Dickens mentions "equinoctial gales" which reminds me of September hurricanes in New England.

I first encountered the word "equinox" in Kipling's Elephant's Child:
"One fine morning in the middle of the Precession of the Equinoxes this 'satiable Elephant's Child asked a new fine question that he had never asked before. He asked, 'What does the Crocodile have for dinner?' Then everybody said, 'Hush!' in a loud and dretful tone, and they spanked him immediately and directly, without stopping, for a long time. "

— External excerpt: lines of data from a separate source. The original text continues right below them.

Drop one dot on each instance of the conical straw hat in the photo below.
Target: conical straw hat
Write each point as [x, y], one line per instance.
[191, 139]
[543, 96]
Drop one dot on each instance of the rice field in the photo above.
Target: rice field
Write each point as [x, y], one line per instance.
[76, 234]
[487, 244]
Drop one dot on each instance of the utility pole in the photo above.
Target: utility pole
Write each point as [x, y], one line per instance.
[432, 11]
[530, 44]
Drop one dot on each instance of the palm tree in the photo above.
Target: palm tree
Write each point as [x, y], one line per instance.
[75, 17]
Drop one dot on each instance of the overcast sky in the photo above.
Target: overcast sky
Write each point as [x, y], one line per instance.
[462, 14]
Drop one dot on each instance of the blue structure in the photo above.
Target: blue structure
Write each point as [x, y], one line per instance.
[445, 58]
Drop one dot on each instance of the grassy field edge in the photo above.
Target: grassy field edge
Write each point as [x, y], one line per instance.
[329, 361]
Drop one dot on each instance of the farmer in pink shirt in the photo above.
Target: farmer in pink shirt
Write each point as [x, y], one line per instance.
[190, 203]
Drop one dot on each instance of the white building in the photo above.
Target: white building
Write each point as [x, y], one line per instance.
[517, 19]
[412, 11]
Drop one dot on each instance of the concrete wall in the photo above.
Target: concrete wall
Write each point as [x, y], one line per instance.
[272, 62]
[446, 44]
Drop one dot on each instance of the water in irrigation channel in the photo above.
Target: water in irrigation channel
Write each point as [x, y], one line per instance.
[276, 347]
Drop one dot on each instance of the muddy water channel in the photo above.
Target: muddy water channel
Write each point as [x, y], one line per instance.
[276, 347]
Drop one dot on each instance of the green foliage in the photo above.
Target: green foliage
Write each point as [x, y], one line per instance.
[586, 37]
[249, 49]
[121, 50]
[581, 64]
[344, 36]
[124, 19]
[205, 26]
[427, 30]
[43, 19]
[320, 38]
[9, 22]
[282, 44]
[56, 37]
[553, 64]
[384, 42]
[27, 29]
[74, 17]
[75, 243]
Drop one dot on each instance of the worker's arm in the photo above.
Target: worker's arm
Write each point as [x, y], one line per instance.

"That very next morning, when there was nothing left of the Equinoxes, because the Precession had preceded according to precedent, this 'satiable Elephant's Child took a hundred pounds of bananas (the little short red kind), and a hundred pounds of sugar-cane (the long purple kind), and seventeen melons (the greeny-crackly kind), and said to all his dear families, 'Goodbye. I am going to the great grey-green, greasy Limpopo River, all set about with fever-trees, to find out what the Crocodile has for dinner.' And they all spanked him once more for luck, though he asked them most politely to stop."


When I read this in bed, with the covers over my head to hide my light, the mysterious words added to the appeal of
the story. It was a long time before I learned what "equinox" meant, and longer still before I read an explantion of the "precession of the equinoxes" and learned it was not some kind of a parade.